Composite major CVEs fell 26.6% in April 2020 and stayed below expected levels in March (−9.6%) and December (−19.8%).

"Factors explaining these trends could include lack of patient presentation during the 21-month follow-up, cardiovascular deaths outside the medical system, COVID-19–related deaths of people at risk for high-acuity CVEs, decrease in overdiagnosis due to lower emergency department and hospital volumes, heart failure management at home, and reductions in adverse events," the researchers wrote. "Further studies are needed to identify and quantify such factors."

The authors cautioned that the findings may not be generalizable to other US regions, non-commercially insured patients, or those of lower SES.
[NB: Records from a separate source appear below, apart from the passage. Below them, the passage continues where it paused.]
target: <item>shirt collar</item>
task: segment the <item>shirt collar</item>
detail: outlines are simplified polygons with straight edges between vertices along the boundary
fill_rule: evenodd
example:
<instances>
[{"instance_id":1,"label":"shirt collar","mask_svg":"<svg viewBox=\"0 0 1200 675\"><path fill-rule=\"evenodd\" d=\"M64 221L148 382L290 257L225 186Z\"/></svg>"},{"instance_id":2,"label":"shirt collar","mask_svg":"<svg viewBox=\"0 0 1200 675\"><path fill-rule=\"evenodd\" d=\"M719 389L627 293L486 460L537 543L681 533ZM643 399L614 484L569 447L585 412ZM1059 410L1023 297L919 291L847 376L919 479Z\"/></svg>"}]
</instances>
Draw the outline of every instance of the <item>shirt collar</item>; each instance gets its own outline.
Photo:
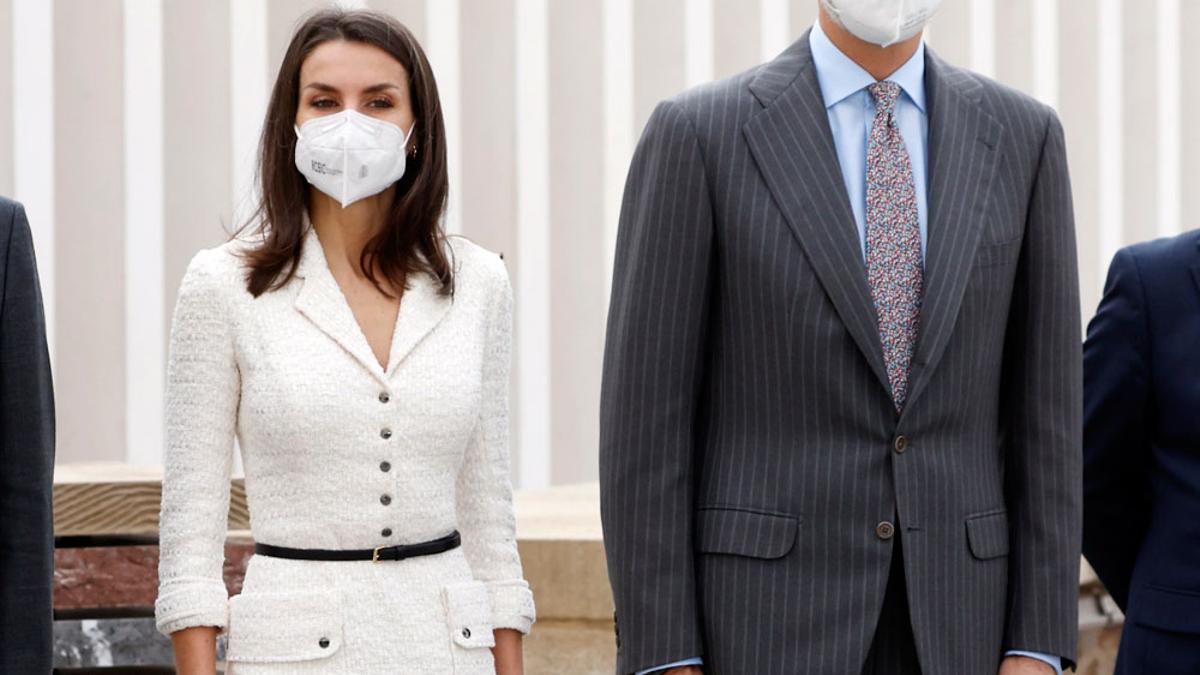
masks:
<instances>
[{"instance_id":1,"label":"shirt collar","mask_svg":"<svg viewBox=\"0 0 1200 675\"><path fill-rule=\"evenodd\" d=\"M812 52L812 65L817 68L817 83L821 85L826 108L832 108L847 96L875 84L871 73L842 54L841 49L838 49L829 36L821 30L821 22L817 22L809 34L809 48ZM917 46L917 52L912 58L905 61L888 79L899 84L908 100L916 103L920 112L925 112L924 38Z\"/></svg>"}]
</instances>

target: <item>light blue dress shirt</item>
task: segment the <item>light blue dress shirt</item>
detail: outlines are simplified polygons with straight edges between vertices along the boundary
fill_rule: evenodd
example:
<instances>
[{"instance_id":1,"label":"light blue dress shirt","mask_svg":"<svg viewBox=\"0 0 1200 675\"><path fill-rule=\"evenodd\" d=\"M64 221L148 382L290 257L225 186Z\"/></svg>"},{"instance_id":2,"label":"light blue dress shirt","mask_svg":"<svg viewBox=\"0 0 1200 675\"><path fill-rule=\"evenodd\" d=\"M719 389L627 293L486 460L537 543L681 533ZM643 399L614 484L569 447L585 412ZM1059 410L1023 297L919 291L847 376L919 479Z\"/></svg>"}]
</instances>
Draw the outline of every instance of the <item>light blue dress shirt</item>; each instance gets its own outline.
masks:
<instances>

"For example, Massachusetts was unusual for experiencing no increase in cardiovascular deaths during the first 2 pandemic months," they wrote. "Additional research may examine regions with lower concentrations of clinicians, lower SES, and higher CVD burden. This study, combined with future studies, could help policymakers and insurers anticipate changes in major health outcomes during periods of limited health care access."

'Tsunami' of heart disease likely

In a related commentary, Rishi Wadhera, MD, MPP, MPhil, of Beth Israel Deaconess Medical Center and Harvard Medical School, warned not to interpret the drop in cardiovascular hospitalizations as a decline in the actual incidence of CVEs, "given the sharp increase in population-level cardiovascular deaths that occurred during the pandemic, which erased nearly a decade of progress."

Together, these spillover effects may have severe and far-reaching repercussions for cardiovascular morbidity and mortality long after the pandemic is over.

Many adults, Wadhera said, experienced disrupted outpatient care, preventive screenings, and treatment for chronic conditions such as high blood pressure and diabetes, along with worsening social determinants of health such as unemployment and other financial hardships.

"Together, these spillover effects may have severe and far-reaching repercussions for cardiovascular morbidity and mortality long after the pandemic is over," he wrote. "Clinicians, health systems, and public health leaders will need to prepare for the tsunami of cardiovascular risk factors and diseases that will likely emerge in the years that follow the pandemic."